Over the last year, Gareth has completed the final steps and requirements of a doctorate in Contemporary Composition at Cardiff University under the supervision of American composer Dr Arlene Sierra. During the period of the doctorate his work has been performed by a variety of professional musicians and ensembles, including the BBC National Orchestra of Wales, Rarescale, Exaudi, the Carducci String Quartet, Lontano, harpist Catrin Finch and flautist Fiona Slominska.

This is the second time that Gareth has won the main musicians’ medal (‘Tlws y Cerddor’) following his success in the Vale of Glamorgan in 2012 with The Wind’s Lament (Cwyn y Gwynt), a sonata for flute and harp inspired by Sir John Morris-Jones’s well-known poem under the same name.

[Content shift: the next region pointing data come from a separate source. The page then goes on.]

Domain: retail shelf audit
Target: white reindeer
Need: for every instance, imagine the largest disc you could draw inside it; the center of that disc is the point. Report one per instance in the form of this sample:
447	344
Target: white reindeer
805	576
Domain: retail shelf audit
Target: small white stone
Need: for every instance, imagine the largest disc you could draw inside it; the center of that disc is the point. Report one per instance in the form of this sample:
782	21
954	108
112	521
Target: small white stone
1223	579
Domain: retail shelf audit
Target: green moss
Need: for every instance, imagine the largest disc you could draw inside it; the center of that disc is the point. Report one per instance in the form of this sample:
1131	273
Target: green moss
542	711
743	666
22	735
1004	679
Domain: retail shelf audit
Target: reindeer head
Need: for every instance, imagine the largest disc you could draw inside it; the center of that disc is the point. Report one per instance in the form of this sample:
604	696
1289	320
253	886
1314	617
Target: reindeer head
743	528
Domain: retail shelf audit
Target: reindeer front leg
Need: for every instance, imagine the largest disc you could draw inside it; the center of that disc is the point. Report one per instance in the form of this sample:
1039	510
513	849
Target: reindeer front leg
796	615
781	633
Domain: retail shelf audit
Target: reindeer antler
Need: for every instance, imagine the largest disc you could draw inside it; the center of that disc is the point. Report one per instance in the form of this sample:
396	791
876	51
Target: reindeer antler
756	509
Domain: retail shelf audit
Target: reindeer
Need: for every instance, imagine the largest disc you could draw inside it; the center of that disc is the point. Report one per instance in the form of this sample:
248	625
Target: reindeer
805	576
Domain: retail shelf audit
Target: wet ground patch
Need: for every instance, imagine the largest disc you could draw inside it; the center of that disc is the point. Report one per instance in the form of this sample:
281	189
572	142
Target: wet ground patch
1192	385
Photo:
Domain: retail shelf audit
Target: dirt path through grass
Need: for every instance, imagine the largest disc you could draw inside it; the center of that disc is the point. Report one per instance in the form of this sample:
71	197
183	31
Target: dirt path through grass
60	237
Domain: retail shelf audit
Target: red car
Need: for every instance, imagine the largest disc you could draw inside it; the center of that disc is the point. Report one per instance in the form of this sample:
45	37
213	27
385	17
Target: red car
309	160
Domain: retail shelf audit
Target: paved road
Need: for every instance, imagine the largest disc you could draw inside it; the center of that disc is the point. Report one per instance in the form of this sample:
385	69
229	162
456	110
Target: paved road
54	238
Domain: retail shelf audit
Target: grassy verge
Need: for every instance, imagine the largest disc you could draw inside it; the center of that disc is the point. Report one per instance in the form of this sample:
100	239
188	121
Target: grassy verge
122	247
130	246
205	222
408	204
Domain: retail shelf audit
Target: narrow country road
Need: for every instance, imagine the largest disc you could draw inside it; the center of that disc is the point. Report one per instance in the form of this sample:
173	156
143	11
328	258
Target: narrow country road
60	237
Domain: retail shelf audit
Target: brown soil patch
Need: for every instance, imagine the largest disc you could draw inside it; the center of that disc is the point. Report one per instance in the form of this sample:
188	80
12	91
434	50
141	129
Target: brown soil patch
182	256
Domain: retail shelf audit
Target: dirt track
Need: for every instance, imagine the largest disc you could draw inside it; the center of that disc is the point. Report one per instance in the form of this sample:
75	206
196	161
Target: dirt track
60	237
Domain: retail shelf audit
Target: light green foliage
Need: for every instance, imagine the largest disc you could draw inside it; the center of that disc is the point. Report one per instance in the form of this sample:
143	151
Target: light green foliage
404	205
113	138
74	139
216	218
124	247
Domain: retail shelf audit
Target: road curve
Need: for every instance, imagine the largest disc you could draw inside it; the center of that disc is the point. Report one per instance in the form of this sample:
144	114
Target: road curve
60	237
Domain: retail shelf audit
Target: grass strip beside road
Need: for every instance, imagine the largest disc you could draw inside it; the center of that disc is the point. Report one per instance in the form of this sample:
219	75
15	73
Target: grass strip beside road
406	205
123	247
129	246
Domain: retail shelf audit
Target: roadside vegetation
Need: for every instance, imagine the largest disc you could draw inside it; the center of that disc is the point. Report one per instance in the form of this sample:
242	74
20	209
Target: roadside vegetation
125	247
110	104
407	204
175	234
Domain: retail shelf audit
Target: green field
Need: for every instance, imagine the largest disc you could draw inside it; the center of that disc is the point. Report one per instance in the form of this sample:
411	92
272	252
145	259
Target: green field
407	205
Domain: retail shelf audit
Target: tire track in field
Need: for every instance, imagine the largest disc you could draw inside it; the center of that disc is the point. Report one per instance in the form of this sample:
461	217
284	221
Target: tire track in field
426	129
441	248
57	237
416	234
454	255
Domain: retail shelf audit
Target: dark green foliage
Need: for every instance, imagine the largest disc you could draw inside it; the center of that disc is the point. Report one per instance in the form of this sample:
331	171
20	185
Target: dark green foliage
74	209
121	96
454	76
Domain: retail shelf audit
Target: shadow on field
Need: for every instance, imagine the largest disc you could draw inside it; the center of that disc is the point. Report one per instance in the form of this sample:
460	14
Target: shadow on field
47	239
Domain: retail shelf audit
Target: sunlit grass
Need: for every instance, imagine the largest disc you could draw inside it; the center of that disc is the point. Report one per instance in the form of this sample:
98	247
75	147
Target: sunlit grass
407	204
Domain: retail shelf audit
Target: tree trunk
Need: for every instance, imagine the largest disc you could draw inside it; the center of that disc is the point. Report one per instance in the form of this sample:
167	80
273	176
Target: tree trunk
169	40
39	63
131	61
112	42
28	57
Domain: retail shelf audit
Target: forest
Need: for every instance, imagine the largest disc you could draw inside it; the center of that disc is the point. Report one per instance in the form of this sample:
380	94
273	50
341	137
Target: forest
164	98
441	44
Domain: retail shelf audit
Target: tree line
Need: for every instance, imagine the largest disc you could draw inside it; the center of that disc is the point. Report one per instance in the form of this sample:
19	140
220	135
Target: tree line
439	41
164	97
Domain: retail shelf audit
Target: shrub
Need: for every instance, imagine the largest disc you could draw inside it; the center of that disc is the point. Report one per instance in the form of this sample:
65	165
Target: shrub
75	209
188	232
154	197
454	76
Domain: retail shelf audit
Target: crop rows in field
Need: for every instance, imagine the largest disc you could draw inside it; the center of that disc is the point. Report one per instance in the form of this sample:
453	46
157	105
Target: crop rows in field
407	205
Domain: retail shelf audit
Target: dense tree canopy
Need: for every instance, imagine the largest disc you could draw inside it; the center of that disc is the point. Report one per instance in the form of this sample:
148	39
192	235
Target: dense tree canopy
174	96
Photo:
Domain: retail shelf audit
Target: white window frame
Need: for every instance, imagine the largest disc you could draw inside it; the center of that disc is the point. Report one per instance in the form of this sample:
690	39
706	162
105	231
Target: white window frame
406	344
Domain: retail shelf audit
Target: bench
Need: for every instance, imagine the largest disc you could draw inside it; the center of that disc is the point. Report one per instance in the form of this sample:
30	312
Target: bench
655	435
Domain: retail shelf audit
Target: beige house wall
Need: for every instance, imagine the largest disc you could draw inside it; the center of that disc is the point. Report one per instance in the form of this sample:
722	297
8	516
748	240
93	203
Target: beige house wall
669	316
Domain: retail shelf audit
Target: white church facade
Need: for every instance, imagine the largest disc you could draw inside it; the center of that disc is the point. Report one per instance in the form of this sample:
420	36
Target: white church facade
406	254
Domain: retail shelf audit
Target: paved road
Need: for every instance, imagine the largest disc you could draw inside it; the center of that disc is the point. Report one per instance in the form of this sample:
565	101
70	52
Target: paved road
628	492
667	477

In addition he won a prize for composing a new work for alto flute and piano in Montgomeryshire and the Marches last year, , second place in the piano solo competition in Ebbw Vale in 2010, a prize for composing a new orchestral work in Newport in 2004 and third place in the piano solo competition in Montgomeryshire in 2003.

He has a strong interest in Celtic mythology (in particular The Four Branches of the Mabinogi, Arthurian mythology and the works of Brythonic poet Taliesin), and with this a vision to create a new contemporary chamber opera, which combines instruments and voices, along with live electronic sounds and processing.

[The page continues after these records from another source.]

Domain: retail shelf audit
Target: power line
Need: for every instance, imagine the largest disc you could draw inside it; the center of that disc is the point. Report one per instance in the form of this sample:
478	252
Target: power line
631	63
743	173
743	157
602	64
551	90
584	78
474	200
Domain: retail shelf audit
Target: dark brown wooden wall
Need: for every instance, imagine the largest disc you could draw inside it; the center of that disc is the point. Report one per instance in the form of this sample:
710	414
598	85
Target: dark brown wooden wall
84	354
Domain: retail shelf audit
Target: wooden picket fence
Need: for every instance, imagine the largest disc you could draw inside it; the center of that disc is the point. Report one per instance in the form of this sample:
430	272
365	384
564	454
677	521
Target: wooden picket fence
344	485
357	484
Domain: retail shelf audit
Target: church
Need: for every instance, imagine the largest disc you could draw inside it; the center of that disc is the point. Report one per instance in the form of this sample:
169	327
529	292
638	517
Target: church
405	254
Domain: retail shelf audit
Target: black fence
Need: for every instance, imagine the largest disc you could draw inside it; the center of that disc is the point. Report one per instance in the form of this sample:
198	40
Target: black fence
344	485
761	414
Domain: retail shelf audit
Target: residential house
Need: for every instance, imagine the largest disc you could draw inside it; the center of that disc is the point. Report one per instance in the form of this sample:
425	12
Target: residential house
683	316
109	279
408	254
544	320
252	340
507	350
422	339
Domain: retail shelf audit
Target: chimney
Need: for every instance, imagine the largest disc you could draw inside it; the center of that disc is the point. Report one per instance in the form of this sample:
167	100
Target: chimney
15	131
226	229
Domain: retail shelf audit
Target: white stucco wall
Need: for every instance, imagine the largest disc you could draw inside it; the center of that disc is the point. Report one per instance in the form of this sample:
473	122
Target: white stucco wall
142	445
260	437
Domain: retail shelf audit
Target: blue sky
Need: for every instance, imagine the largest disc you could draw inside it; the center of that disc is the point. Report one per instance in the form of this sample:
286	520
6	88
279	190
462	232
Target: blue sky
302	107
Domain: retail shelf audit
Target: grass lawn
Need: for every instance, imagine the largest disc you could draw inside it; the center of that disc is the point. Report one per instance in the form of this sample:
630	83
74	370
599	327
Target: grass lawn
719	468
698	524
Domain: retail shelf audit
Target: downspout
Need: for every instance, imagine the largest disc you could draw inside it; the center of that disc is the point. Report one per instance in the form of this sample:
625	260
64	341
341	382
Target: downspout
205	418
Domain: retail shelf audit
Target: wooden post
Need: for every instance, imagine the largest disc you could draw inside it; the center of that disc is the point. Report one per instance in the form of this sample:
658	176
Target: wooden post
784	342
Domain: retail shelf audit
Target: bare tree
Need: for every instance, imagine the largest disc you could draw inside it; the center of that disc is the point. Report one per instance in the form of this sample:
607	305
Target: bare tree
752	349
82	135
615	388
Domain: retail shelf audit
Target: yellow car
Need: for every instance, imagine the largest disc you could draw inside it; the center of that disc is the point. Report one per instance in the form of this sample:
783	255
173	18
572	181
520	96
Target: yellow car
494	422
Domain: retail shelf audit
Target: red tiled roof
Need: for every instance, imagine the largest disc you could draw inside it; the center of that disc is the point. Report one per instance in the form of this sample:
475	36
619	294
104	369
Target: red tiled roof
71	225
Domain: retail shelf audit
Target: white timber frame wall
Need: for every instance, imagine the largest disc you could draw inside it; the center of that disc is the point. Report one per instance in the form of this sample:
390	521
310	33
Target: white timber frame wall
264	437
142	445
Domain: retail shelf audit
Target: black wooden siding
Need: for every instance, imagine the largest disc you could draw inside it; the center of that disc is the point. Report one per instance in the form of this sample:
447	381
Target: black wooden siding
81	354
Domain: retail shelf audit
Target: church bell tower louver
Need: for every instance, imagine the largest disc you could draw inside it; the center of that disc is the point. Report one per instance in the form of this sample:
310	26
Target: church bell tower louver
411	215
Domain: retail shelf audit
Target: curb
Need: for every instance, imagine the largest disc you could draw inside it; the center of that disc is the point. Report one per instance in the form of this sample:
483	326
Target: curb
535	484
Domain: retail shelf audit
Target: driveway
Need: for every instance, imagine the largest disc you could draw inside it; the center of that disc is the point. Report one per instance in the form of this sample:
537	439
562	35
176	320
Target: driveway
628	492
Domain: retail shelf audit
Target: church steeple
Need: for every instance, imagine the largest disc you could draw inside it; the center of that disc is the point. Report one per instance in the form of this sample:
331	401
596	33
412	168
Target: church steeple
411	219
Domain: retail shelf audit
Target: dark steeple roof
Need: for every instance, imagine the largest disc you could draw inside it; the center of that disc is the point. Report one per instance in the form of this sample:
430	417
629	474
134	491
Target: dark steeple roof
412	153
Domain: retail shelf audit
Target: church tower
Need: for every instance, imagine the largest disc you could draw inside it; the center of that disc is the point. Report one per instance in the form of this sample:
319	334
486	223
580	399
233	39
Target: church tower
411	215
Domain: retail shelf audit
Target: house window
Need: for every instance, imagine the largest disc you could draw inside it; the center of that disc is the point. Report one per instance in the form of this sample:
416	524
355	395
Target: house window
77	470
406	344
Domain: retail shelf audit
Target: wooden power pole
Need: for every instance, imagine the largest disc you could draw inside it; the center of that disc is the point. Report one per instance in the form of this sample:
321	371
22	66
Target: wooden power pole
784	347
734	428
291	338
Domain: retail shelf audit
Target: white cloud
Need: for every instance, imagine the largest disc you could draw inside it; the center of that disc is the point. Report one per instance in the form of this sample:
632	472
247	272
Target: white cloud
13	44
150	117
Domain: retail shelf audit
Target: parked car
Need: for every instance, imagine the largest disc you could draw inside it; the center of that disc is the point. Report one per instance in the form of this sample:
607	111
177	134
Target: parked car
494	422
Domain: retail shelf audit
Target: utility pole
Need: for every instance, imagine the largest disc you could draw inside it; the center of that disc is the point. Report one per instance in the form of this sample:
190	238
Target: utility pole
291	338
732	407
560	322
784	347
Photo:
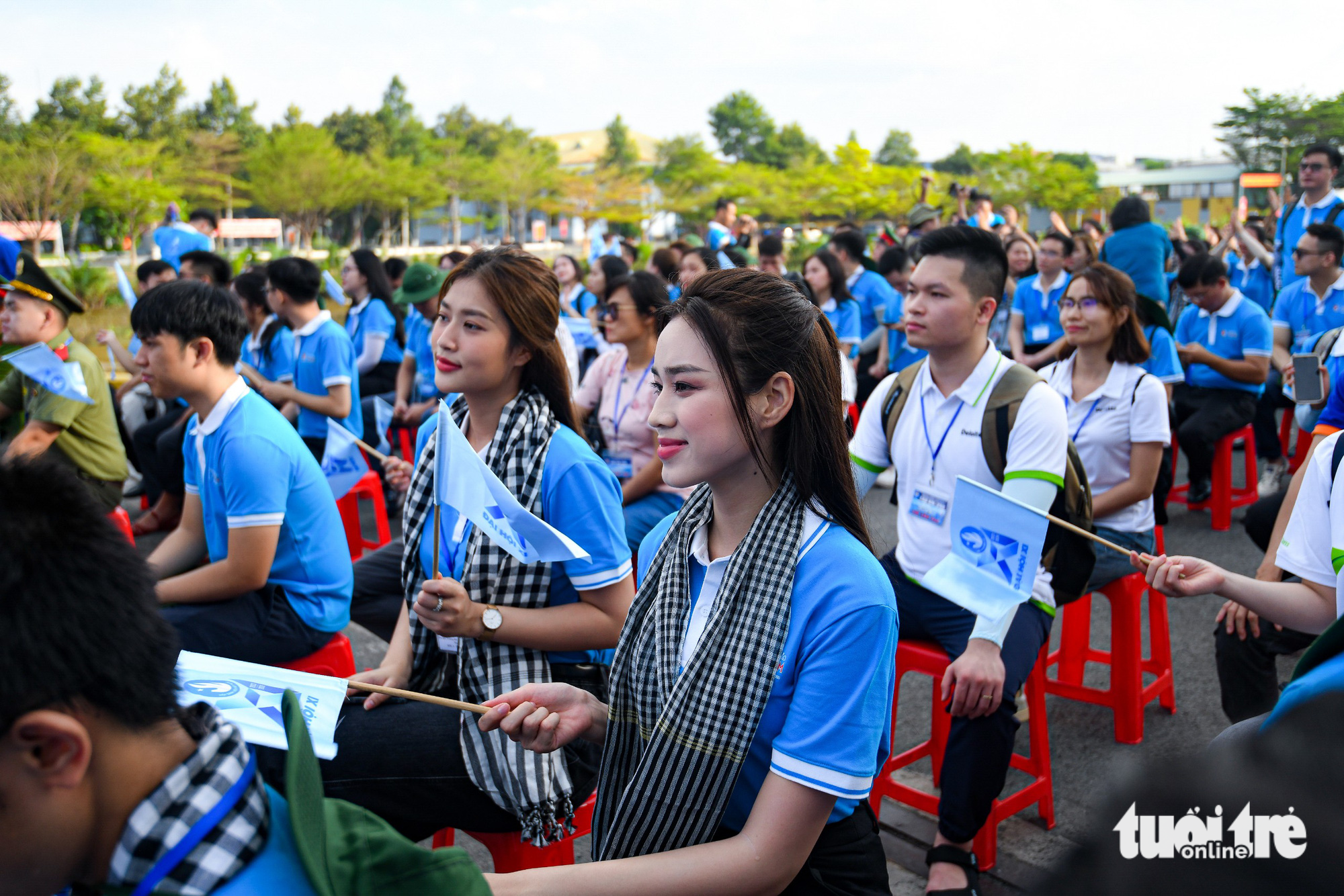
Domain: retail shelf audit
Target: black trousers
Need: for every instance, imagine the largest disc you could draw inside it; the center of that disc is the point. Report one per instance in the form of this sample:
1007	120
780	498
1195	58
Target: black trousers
847	859
159	453
1205	416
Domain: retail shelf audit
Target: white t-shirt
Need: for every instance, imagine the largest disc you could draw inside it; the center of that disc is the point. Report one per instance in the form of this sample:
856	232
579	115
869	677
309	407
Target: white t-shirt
1037	449
1314	543
1131	406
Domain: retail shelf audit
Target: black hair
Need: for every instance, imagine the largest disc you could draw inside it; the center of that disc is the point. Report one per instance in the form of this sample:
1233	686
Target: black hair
204	214
221	272
851	241
1326	150
894	259
193	310
151	269
980	252
381	289
116	652
296	277
1130	212
1201	271
1331	240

This year’s adjudicators were Jeffrey Howard and Osian Llŷr Rowlands and the task was to compose four songs for a deep voice with piano accompaniment, using Welsh words by a modern poet.  The prize is the Musicians’ Medal (Urdd Cerddoriaeth Cymru) and £750, donated by the local Welsh schools in memory of Ruth Salisbury, Cardiff who contributed much to the development of the Welsh language locally and a Scholarship worth £2,000 to promote the winning composer’s career.

Delivering the adjudication from the stage, Osian Llŷr Rowlands said, “The task facing the composers this year was to compose four songs for a deep voice with piano accompaniment.  We both felt comfortable with the genre.  Six entries were received in a wide range of styles and standard, with every composer managing to present interesting ideas and displaying creative talent.

The composers were able to choose their own words for the work, with a wide range of choices: some choosing work by a single poet and others combining the work of a number of writers, and one composer wrote the words as well as the music.

“Deryn y Felys Gainc, ‘Eos un noson’: Four poems by Llŷr Gwyn Lewis from the Storm ar Wyneb yr Haul collection were chosen as words for these songs for bass-baritone.  This work is of a professional standard, already ready for publication.  Cleverly, the four poems have been linked to create a chain of songs and this is a mature composer who knows exactly what the performer needs to present to the audience.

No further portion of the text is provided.